FINDIK ELDEN GİDİYOR! - CUMHURİYET TARIM/HAYVANCILIK
Ahmet ATALIK
Ziraat Mühendisleri Odası İstanbul Şube Başkanı
Araştırmalara göre bir çiftçi ailesini geçindirebilecek en küçük fındık bahçesinin 22 dekar olması gerekiyor. Oysa ülkemizde fındık tarımı yapılan ortalama işletme büyüklüğü 14 dekardır. İşletmelerin yaklaşık yüzde 50'sinin büyüklüğünün 6 dekar civarında olduğu fındık üreticisi, parsellerinin küçüklüğü ve orman arazileri üzerindeki bahçeleri nedeniyle doğrudan gelir desteğinden de yararlanamıyor. Hiçbir destek alamayan fındık üreticisi buna karşın 8 milyar dolar civarındaki tarım ürünleri ihracatının 2 milyar dolarlık kısmını tek başına sağlıyor.
Fındık üreticisinin örgütlü kurumu Fiskobirlik'in Devlet'e tek kuruş borcu yoktur. 2001 ve 2002 yıllarında toplam 162 trilyon TL Destekleme Fiyat İstikrar Fonu (DFİF) kredisi kullanmış, 2004 yılında faiziyle 235 trilyon TL olarak geri ödemiştir. 2005 yılında yazılı olarak 3 kez DFİF kredisi talebine cevap dahi verilmemiş, Birlik ile üreticinin arası açılmak istenmiştir. Başbakanın sildiğini bahsettiği 1.5 katrilyon TL borç, Fiskobirlik'in Devlet adına alım yaptığı zamanda oluşmuş görev zararıdır ve 2000 yılında çıkarılmış olan 4572 sayılı Yasa gereği silinmiştir. 2000 yılında özerkleşen Fiskobirlik'in borcu olmadığı gibi üstelik Hazineden 54 trilyon TL alacağı bulunmaktadır. Ayrıca, İstanbul Sanayi Odası'nın 500 büyük kuruluş sıralamasında 2003 yılında 299, 2004'te 150, 2005'te 77. sırada yer almış başarılı bir kuruluştur.
Fındık alımıyla görevlendirilmiş TMO ise, 22.03.2006 tarihli Devlet Denetleme Kurulu Raporu'nda belirtildiği üzere 31.12.2005 tarihi itibarıyla görev zararı 914 trilyon TL'ye ulaşmış bir kurumdur.
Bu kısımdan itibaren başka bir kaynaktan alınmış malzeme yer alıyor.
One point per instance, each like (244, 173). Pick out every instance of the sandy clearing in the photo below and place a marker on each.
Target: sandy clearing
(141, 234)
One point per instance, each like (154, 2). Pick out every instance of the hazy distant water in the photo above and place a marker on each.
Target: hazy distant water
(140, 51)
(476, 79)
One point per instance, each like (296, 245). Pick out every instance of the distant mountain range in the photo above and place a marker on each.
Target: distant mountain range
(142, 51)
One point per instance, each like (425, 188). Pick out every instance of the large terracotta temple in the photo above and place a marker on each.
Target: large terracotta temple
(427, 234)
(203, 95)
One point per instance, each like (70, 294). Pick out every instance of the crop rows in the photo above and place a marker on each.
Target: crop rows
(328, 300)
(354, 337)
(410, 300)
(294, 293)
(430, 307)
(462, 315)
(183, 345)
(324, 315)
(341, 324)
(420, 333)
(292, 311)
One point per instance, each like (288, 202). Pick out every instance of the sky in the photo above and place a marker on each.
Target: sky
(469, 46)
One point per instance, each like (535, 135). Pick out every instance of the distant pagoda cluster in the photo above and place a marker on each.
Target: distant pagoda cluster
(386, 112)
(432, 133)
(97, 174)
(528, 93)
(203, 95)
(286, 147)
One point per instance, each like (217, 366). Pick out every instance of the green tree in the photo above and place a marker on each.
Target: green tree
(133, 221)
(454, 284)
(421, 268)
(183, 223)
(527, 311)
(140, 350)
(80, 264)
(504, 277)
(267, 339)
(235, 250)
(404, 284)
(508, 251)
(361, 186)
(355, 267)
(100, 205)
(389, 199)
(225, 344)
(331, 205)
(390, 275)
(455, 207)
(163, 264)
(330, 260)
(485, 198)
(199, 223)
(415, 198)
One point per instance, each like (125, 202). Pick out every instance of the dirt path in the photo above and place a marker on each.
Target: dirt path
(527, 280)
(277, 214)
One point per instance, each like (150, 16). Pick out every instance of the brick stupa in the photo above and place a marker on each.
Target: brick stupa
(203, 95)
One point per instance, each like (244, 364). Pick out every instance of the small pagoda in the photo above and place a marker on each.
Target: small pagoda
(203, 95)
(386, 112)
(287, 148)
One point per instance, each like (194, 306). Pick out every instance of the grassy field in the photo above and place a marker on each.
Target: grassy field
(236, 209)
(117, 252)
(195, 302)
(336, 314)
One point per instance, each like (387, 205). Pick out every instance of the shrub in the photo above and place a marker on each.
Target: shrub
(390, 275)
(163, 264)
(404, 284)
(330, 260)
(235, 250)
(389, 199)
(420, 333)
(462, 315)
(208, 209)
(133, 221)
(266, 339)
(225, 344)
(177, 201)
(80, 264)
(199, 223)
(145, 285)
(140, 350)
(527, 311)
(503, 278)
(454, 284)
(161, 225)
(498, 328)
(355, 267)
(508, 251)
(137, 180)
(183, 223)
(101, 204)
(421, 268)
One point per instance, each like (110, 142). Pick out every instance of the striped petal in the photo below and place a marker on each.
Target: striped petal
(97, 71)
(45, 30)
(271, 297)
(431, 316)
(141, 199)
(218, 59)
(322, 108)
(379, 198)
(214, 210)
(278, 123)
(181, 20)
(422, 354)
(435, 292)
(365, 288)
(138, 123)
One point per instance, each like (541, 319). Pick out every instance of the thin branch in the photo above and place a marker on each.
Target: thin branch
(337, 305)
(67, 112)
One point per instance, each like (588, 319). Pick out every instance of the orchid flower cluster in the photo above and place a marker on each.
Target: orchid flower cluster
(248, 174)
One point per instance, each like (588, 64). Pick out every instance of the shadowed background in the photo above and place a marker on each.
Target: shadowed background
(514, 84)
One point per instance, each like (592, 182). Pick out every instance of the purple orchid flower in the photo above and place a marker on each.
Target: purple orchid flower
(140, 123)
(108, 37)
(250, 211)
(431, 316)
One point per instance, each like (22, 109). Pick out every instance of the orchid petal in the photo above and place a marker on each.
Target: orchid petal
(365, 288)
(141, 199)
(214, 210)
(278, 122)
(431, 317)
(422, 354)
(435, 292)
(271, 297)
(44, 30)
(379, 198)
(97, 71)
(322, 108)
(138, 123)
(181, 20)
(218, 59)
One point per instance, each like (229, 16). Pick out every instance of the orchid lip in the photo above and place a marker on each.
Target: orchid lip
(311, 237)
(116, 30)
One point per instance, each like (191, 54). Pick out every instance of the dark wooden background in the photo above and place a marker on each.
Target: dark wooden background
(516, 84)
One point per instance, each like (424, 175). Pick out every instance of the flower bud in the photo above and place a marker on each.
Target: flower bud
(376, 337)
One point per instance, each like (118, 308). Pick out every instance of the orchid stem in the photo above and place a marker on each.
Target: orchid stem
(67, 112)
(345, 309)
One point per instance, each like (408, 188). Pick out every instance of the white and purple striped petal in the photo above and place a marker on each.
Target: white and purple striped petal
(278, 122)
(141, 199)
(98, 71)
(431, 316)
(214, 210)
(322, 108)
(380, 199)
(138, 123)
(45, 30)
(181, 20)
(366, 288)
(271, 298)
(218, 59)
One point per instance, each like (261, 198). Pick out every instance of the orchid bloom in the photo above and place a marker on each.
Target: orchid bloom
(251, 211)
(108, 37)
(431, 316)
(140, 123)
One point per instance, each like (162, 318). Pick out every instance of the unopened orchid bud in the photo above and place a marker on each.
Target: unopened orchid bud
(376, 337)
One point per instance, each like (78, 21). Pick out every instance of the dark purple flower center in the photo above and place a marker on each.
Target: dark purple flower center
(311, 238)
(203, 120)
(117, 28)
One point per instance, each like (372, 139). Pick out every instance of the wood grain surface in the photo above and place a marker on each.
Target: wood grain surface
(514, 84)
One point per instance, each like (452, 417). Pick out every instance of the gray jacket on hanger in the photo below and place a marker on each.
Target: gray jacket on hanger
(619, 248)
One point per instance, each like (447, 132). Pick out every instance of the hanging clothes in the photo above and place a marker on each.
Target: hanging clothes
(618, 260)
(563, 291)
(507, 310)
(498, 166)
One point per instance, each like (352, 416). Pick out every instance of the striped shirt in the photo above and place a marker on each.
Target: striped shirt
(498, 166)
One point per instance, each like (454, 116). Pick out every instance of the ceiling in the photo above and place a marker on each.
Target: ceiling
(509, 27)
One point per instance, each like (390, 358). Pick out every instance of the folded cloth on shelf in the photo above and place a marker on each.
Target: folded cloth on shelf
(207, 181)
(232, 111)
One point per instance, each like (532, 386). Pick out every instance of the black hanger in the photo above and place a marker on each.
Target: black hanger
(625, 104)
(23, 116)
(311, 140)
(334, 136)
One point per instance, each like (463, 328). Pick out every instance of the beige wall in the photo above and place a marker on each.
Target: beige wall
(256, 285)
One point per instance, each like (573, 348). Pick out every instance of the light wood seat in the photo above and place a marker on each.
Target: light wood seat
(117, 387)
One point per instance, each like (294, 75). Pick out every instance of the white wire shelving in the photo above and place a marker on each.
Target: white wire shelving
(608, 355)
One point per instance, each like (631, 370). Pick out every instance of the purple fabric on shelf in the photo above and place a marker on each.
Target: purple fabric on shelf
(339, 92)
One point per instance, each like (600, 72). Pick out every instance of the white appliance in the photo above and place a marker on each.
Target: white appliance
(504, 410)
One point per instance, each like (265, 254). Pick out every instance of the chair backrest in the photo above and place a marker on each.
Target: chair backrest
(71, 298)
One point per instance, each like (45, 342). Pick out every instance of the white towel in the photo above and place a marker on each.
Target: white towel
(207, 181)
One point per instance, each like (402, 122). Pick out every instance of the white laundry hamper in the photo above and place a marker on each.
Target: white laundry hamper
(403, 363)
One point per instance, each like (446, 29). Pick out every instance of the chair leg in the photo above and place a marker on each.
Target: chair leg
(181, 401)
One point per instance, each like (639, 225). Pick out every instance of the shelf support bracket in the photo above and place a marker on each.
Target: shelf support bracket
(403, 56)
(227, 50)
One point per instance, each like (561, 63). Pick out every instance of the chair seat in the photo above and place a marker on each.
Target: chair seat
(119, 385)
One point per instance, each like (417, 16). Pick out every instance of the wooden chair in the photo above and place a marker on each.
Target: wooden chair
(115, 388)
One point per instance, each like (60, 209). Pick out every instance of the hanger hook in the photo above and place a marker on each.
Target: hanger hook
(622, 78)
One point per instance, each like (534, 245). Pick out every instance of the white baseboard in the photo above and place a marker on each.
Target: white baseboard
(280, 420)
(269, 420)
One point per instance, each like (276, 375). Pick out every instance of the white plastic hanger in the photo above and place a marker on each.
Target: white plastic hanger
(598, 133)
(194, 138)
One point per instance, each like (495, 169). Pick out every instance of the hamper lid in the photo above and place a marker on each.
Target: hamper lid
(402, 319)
Bu nedenledir ki, çiftçi fındığını TMO'ya götürmemektedir.
Dünya Bankası Türkiye'de kooperatif ve birliklerin Hazine ile olan ilişkilerini keserek onları zayıflatmaya çalışmaktadır. Bilmektedir ki, bunlar yok edilmeden küçük çiftçilik ve tarım yok edilemez. Bu gelişmeler sonucu fındık üreticisi 2.5-3 YTL gibi maliyetinin altında fiyatlarla serbest piyasada fındığını satmak durumunda kalmıştır. Tarım Bakanı'nın fındığın maliyetini 3.5 YTL olarak açıkladığının da altını çizmek gerekir.
Türkiye dünya lideri olduğu fındıkta bu beceriksizlikleri yaşarken AB her türlü destekle Akdeniz'e kıyısı olan üye ülkelerinde fındık ekim alanlarını yaymaya çalışmaktadır. Almanya, Türkiye dışında dünyada alternatif üretici ülkeler yaratmaya çalışmaktadır. Ayrıca AB, fındığını birlik dışına ihraç eden ihracatçıya topluluk fiyatları ile dünya fiyatları arasındaki farkı ihracat iadesi olarak ödemekte diğer ülkelerin avantajlarını ortadan kaldırarak fındık ihracatını teşvik etmektedir.
Köylüyle şehirliyi birbirine düşüren, IMF ve DB'na yüzünü üreticiye sırtını dönen, fındık yerine ülke topraklarını pazarlamaya çalışan zihniyetle ne fındık tarımının, ne de ülkemiz tarımının sorunlarının çözüleceği açıktır.